La comtesse, qui se promenait dans son salon, s’arrêta devant une glace, puis sourit. Il faut savoir que depuis quelques mois le cœur de madame Pietranera était attaqué d’une façon sérieuse et par un singulier personnage. Peu après le départ de Fabrice pour la France, la comtesse qui, sans qu’elle se l’avouât tout à fait, commençait déjà à s’occuper beaucoup de lui, était tombée dans une profonde mélancolie. Toutes ses occupations lui semblaient sans plaisir, et, si l’on ose ainsi parler, sans saveur ; elle se disait que Napoléon voulant s’attacher ses peuples d’Italie prendrait Fabrice pour aide de camp. — Il est perdu pour moi ! s’écriait-elle en pleurant, je ne le reverrai plus ; il m’écrira, mais que serai-je pour lui dans dix ans ?

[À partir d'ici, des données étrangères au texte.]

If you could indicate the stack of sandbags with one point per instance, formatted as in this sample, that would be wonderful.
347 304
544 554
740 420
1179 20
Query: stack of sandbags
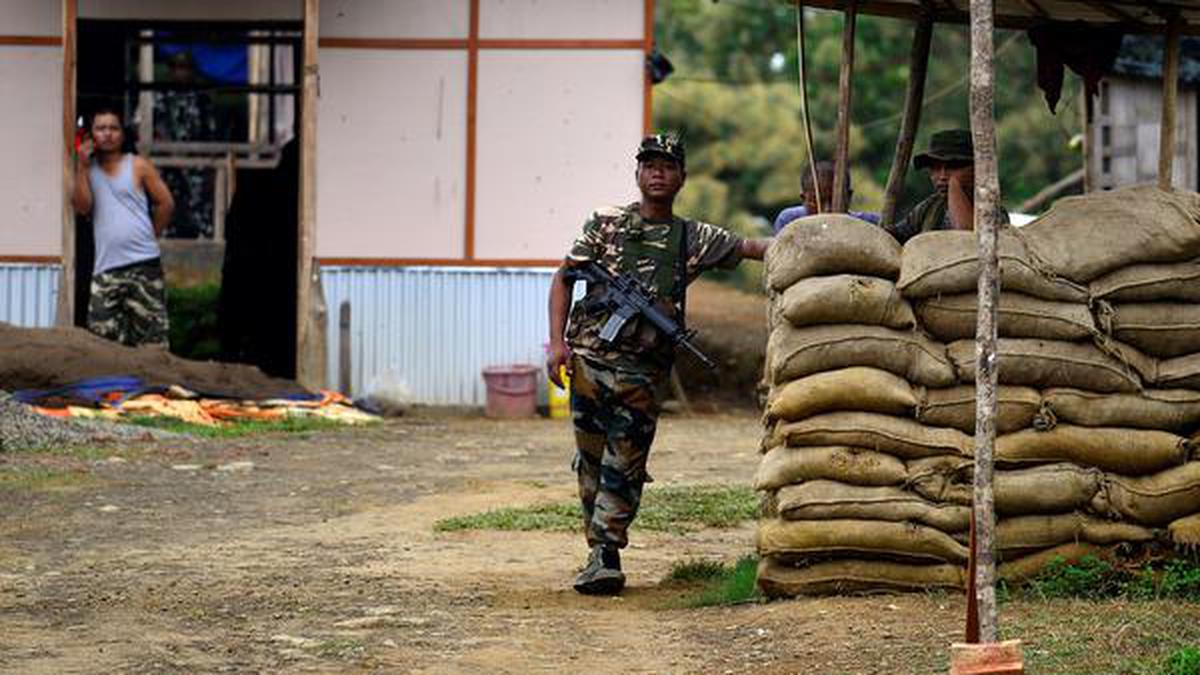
870 416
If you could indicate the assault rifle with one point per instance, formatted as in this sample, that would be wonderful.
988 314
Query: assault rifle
625 298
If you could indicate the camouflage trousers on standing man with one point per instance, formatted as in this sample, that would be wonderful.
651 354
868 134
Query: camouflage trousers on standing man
129 304
616 416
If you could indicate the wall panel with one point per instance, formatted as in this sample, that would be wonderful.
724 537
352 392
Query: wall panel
436 328
29 294
562 19
31 178
395 18
557 136
391 154
31 17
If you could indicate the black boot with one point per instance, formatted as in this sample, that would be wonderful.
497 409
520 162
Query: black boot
601 575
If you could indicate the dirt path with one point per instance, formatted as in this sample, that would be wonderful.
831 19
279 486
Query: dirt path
317 554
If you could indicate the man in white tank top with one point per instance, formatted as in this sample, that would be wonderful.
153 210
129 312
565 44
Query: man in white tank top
130 207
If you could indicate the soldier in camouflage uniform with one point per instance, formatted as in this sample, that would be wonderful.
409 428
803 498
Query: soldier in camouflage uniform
130 205
617 388
951 163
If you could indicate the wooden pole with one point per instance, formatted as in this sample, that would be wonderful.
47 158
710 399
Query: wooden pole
845 85
65 309
987 207
1170 97
918 64
310 340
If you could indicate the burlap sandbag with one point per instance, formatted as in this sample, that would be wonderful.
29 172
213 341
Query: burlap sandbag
953 317
1055 488
1161 329
1026 532
827 500
1049 363
840 577
1128 452
867 389
798 352
821 538
1085 237
783 465
947 262
1017 407
1180 371
895 436
1152 500
827 244
845 298
1150 284
1030 566
1168 410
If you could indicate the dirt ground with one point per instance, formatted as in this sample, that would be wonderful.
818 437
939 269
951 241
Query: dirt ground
316 554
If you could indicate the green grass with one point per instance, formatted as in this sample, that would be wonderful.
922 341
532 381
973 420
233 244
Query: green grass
720 584
238 428
664 509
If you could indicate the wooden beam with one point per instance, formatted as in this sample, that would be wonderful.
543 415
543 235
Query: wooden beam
468 236
310 306
1170 100
845 88
65 309
987 209
915 97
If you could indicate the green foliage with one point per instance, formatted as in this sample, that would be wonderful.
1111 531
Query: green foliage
238 428
723 585
1185 661
735 95
192 312
663 509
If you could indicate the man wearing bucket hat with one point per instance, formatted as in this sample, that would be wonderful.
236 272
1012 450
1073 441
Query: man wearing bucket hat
616 386
951 163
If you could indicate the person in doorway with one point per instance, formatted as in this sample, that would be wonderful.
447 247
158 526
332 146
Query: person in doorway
951 163
825 172
616 387
129 299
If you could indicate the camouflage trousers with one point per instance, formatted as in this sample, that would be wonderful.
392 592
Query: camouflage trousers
129 304
616 416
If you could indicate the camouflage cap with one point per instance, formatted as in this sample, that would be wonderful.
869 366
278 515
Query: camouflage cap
951 145
663 144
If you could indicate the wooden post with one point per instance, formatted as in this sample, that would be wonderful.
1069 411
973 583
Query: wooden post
915 97
845 84
1170 99
310 339
987 207
65 309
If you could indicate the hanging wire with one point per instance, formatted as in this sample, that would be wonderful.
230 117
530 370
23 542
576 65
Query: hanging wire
804 102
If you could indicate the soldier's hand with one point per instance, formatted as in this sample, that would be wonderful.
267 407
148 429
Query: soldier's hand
558 357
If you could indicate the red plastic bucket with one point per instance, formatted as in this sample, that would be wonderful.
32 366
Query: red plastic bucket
511 390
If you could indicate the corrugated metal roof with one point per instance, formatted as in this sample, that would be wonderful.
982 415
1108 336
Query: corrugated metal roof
29 294
1138 16
433 328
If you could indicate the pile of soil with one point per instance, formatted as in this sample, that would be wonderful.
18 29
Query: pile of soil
731 328
47 358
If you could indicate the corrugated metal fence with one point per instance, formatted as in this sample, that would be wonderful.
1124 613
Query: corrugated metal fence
29 294
436 328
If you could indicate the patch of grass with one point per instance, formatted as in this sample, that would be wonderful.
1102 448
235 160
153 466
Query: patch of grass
1185 661
39 478
664 509
723 585
234 429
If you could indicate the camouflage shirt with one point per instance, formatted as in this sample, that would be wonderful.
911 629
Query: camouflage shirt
622 242
931 213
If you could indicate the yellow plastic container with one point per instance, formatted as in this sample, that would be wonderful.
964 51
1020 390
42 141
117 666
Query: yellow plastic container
559 396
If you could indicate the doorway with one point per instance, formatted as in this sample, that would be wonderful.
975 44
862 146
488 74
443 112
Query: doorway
215 106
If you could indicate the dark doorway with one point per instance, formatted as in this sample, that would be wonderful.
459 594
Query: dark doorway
215 107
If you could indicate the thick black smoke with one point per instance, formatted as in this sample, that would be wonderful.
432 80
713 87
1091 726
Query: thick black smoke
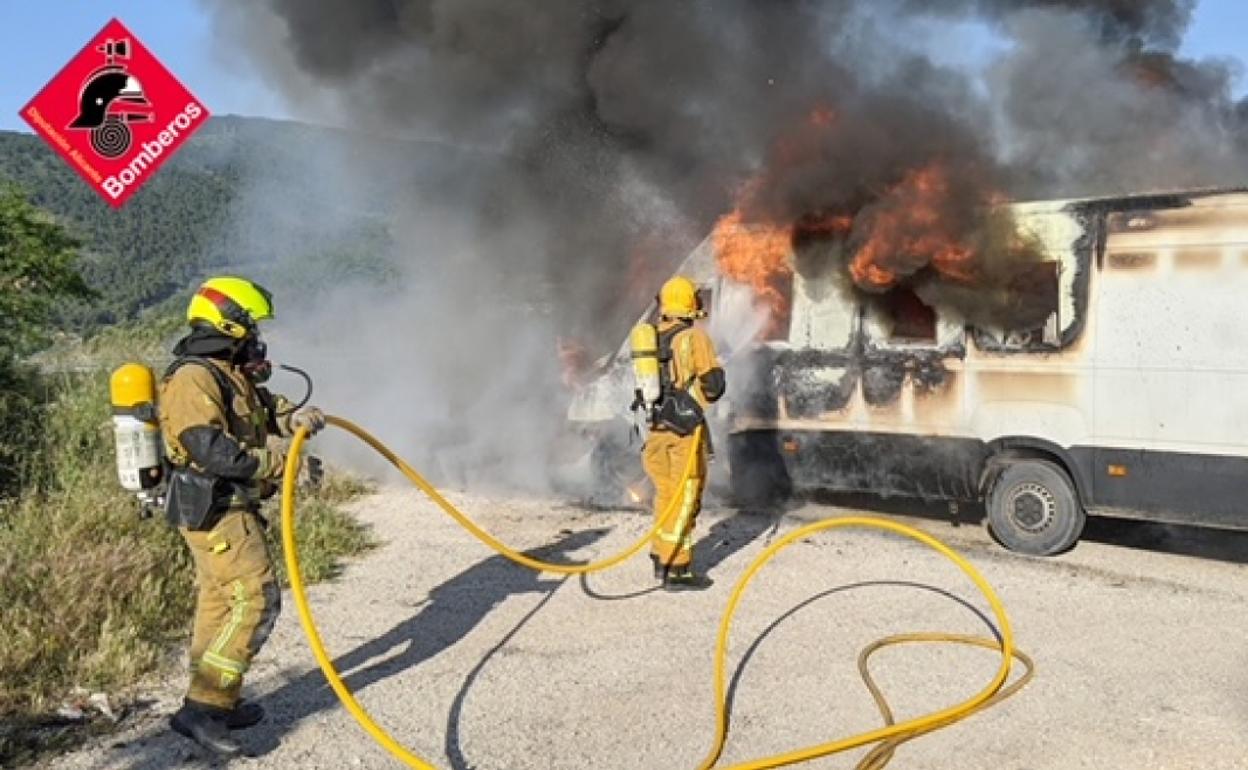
623 129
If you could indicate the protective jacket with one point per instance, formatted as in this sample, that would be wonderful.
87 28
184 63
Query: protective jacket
690 365
216 426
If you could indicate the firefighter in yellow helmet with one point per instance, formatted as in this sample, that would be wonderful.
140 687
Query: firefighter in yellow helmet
692 378
217 423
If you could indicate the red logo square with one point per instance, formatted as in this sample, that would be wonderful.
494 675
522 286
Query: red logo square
115 114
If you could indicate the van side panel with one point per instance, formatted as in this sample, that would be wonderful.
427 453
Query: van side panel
1172 363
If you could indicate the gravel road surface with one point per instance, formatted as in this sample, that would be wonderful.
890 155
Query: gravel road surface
1138 635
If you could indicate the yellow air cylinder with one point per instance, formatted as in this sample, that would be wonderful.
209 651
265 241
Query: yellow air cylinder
644 343
132 392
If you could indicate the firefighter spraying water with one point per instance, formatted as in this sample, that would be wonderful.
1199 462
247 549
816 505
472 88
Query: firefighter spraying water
206 454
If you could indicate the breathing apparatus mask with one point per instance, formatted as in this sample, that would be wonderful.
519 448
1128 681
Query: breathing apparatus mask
253 361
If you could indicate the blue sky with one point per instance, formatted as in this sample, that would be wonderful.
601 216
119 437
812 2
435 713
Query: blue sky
39 36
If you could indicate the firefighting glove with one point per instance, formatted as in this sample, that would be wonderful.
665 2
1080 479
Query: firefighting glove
308 417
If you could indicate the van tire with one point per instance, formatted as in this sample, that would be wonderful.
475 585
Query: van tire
1033 509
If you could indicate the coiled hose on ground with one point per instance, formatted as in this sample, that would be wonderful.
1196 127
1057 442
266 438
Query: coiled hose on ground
886 738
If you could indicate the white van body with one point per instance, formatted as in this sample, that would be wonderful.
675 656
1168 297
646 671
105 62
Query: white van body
1131 399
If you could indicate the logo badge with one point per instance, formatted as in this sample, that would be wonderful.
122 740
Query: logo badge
115 114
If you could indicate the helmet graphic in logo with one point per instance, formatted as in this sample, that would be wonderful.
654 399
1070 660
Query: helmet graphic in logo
110 100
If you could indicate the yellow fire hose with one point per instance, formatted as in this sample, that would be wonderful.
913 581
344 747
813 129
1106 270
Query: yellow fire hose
886 738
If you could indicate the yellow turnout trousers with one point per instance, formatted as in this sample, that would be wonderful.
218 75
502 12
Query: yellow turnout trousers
665 458
236 608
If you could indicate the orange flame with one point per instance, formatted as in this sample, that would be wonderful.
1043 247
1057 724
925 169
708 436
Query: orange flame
756 255
912 229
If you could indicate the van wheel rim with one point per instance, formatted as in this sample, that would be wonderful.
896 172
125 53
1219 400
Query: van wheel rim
1032 507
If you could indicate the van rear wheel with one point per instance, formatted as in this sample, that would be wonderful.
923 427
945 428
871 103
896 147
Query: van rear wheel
1032 508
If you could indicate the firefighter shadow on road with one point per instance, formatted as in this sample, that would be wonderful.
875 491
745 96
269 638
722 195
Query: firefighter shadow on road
725 537
451 612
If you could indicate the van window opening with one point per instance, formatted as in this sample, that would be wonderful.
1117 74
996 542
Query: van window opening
911 320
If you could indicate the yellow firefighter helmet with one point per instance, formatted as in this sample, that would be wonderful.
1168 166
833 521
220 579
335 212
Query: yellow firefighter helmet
678 298
232 306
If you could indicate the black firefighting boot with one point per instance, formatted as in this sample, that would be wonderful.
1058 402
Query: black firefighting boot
206 726
243 715
684 578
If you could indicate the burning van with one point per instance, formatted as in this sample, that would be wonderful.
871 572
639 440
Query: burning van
1118 386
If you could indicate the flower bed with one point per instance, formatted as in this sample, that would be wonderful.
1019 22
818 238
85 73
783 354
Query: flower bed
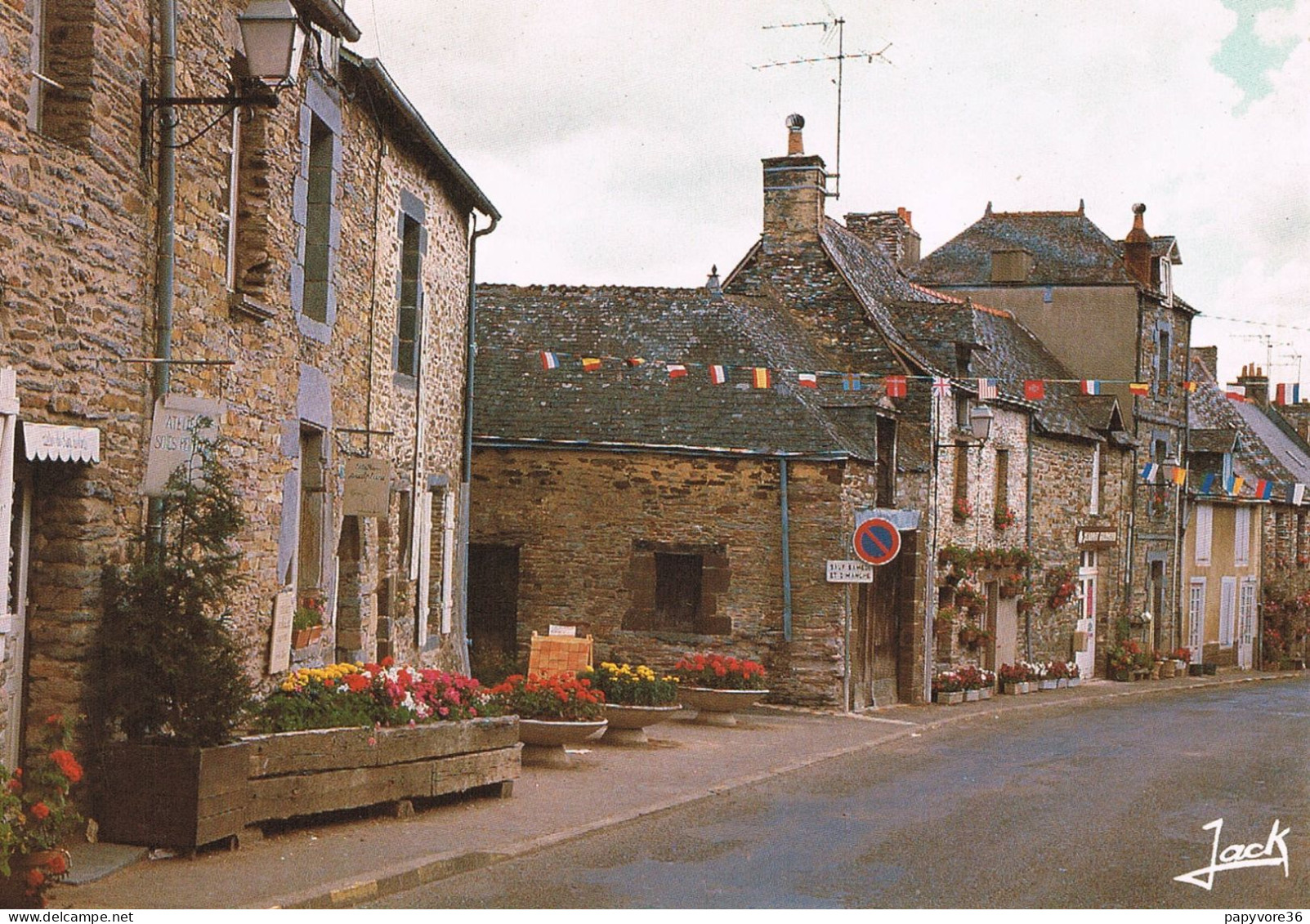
415 734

Ce fut dans ces dispositions qu’elle fit un voyage à Milan ; elle espérait y trouver des nouvelles plus directes de Napoléon, et, qui sait, peut-être par contre-coup des nouvelles de Fabrice. Sans se l’avouer, cette âme active commençait à être bien lasse de la vie monotone qu’elle menait à la campagne ; c’est s’empêcher de mourir, se disait-elle, ce n’est pas vivre.